Ottawa (Ontario), le 19 décembre 2003
EN PRÉSENCE DE MONSIEUR LE JUGE von FINCKENSTEIN
ENTRE :
SA MAJESTÉ LA REINE
demanderesse
et
ROMAN PARYNIUK
défendeur
MOTIFS DE L'ORDONNANCE ET ORDONNANCE
Le contexte
[1] En mars 1999, le contribuable, M. Roman Paryniuk, a été accusé de plusieurs infractions relatives aux stupéfiants et aux armes. De la monnaie canadienne d'un montant de 664 000,00 $ a été légalement saisie dans un coffre dont il possédait la clé. Un magistrat de la Cour de justice de l'Ontario a ordonné que cet argent et d'autres biens appartenant au contribuable soient placés sous la garde du ministre des Travaux publics et des Services gouvernementaux. Le ministère en ensuite cédé la possession de ces biens à la Direction de la gestion des biens saisis (la DGBS) et à la Police provinciale de l'Ontario (l'OPP).

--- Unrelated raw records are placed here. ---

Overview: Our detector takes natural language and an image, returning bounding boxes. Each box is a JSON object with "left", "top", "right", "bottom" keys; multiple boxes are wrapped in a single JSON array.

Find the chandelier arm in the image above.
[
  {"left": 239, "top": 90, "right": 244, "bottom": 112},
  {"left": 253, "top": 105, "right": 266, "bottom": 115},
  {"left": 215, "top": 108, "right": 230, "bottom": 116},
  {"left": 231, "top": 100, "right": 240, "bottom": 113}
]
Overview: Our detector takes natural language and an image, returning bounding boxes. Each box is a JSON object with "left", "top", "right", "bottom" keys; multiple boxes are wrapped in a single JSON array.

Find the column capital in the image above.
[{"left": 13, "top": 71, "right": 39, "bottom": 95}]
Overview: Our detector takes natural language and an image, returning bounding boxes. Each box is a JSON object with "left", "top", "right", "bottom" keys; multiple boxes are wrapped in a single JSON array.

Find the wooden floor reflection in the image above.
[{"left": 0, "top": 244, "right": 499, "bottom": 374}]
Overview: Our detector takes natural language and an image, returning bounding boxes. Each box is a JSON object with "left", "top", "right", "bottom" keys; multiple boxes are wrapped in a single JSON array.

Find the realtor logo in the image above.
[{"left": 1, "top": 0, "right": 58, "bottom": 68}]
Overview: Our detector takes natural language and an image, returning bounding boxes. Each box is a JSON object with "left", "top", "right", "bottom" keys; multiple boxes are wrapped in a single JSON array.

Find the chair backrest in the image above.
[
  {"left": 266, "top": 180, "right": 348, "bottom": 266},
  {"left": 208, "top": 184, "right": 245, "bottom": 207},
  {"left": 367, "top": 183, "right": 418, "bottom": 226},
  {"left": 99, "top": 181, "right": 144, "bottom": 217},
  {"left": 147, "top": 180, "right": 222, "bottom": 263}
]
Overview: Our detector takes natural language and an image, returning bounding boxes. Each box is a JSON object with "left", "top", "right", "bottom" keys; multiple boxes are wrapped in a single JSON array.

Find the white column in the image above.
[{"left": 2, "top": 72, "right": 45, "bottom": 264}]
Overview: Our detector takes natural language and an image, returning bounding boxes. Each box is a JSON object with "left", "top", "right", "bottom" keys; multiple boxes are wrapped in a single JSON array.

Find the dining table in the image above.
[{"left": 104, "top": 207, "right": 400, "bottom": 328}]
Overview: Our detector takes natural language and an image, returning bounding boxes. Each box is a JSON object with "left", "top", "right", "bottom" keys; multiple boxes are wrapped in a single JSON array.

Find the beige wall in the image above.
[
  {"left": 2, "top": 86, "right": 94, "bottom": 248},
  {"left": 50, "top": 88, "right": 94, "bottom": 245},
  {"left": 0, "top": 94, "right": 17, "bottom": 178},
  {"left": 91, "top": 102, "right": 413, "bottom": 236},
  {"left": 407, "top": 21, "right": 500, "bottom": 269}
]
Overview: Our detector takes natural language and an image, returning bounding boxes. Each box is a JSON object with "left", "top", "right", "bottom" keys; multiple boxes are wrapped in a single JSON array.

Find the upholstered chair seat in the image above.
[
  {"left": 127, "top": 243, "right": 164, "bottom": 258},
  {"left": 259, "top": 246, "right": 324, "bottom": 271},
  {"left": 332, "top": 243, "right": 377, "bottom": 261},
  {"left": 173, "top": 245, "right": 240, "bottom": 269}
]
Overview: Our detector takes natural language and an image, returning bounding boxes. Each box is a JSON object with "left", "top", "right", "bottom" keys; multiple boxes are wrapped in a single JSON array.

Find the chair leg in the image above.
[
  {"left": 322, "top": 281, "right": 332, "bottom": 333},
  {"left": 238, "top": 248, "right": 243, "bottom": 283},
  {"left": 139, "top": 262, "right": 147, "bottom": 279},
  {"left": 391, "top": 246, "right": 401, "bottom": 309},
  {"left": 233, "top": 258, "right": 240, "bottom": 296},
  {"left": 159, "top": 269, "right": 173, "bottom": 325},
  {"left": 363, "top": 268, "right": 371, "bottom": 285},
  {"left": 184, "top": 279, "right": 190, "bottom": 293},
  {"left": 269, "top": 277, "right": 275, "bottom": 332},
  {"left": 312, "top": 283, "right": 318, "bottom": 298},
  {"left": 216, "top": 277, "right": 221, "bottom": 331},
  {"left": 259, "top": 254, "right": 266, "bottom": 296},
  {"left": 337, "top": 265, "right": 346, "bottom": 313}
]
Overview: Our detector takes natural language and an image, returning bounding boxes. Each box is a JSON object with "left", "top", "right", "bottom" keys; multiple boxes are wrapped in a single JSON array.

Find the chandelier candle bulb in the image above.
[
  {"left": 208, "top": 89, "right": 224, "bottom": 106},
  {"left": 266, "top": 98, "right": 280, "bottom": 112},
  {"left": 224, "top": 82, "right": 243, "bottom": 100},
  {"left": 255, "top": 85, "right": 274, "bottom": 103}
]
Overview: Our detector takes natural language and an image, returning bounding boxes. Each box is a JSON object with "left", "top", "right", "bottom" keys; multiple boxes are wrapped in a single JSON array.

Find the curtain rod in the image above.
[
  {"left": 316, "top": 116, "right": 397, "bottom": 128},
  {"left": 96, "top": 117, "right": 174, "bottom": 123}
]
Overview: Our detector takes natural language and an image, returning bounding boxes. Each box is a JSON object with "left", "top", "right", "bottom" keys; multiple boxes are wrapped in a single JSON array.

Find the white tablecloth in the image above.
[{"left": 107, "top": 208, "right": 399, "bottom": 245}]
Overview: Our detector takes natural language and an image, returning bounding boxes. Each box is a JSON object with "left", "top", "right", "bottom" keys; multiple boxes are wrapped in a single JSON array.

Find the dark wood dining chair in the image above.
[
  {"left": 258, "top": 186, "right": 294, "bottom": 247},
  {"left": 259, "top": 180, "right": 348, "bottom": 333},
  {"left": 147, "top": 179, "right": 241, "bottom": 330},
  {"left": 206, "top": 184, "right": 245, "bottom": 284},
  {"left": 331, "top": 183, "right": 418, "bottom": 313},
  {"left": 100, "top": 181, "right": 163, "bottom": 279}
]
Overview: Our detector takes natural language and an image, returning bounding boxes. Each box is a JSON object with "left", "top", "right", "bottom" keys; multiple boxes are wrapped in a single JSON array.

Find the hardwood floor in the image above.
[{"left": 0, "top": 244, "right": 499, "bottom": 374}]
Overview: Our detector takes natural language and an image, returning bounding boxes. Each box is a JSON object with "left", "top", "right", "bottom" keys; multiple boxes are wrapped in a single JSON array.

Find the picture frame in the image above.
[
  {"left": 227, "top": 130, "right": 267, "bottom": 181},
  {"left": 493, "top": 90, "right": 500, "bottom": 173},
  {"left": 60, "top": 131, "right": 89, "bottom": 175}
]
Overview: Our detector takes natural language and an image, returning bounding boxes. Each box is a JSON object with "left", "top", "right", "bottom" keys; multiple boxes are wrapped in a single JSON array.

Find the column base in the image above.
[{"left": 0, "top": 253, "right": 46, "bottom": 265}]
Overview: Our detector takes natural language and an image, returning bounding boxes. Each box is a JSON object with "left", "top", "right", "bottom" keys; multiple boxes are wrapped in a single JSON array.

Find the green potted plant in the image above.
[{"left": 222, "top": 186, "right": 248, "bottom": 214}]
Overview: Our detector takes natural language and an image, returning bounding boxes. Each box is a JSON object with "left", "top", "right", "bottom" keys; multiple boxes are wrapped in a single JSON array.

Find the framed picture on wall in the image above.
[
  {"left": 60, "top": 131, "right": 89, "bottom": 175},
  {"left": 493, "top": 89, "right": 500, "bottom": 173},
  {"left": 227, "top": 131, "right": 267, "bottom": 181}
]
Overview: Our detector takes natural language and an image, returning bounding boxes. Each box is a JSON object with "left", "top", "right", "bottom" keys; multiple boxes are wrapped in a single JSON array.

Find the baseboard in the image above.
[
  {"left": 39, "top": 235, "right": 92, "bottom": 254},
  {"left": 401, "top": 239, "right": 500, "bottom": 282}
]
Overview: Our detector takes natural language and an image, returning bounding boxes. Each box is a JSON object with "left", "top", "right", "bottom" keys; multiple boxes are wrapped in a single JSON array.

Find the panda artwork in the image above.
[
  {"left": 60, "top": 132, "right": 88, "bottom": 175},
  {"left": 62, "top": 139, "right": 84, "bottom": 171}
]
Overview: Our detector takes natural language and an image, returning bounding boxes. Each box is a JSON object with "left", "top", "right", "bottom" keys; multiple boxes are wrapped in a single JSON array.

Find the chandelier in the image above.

[2] Le 29 octobre 2001, le ministre du Revenu national (le ministre) a émis un avis de cotisation à l'intention du contribuable pour un montant de 610 763,61 $ pour l'année d'imposition 1998 fondé principalement sur les fonds saisis (la cotisation). Notamment, le contribuable n'avait pas produit de déclaration de revenus des particuliers (DRP) pour 1998 et, en fait, il n'en a pas non plus produit pour les années 1999 à 2002. Selon le ministre, aucun avis d'opposition n'a été déposé à l'encontre de la cotisation avant l'expiration du délai de 90 jours énoncé à l'article 225.1 de la Loi de l'impôt sur le revenu, L.R.C. 1985 (5e suppl.), ch. 1 (la LIR). Par conséquent, le ministre a engagé des mesures en vertu de cet article afin de recouvrer les sommes dues. Plus précisément, il a émis de nombreuses Demandes formelles de paiement (DFP) à la DGBS et à l'OPP qui les avisaient qu'aucun montant d'argent ne devait être retourné au contribuable sans qu'un magistrat ne l'ait expressément autorisé.
[3] Le contribuable a déposé un avis d'appel à la Cour canadienne de l'impôt, ce qui a eu pour effet, en réalité, de suspendre et de rendre inexécutables les DFP. Cet appel n'a pas encore été tranché.
[4] En 2002-2003, toutes les accusations portées contre le contribuable ont été suspendues au motif que son procès avait été retardé sans justification. Le juge Watt de la Cour supérieure de l'Ontario a ordonné que tout l'argent et tous les biens saisis lui soient remis le 23 juillet 2003 (l'ordonnance Watt). Malgré cette ordonnance, la DGBS et l'OPP continuent de retenir des biens du contribuable pour un montant de 163 545,02 $.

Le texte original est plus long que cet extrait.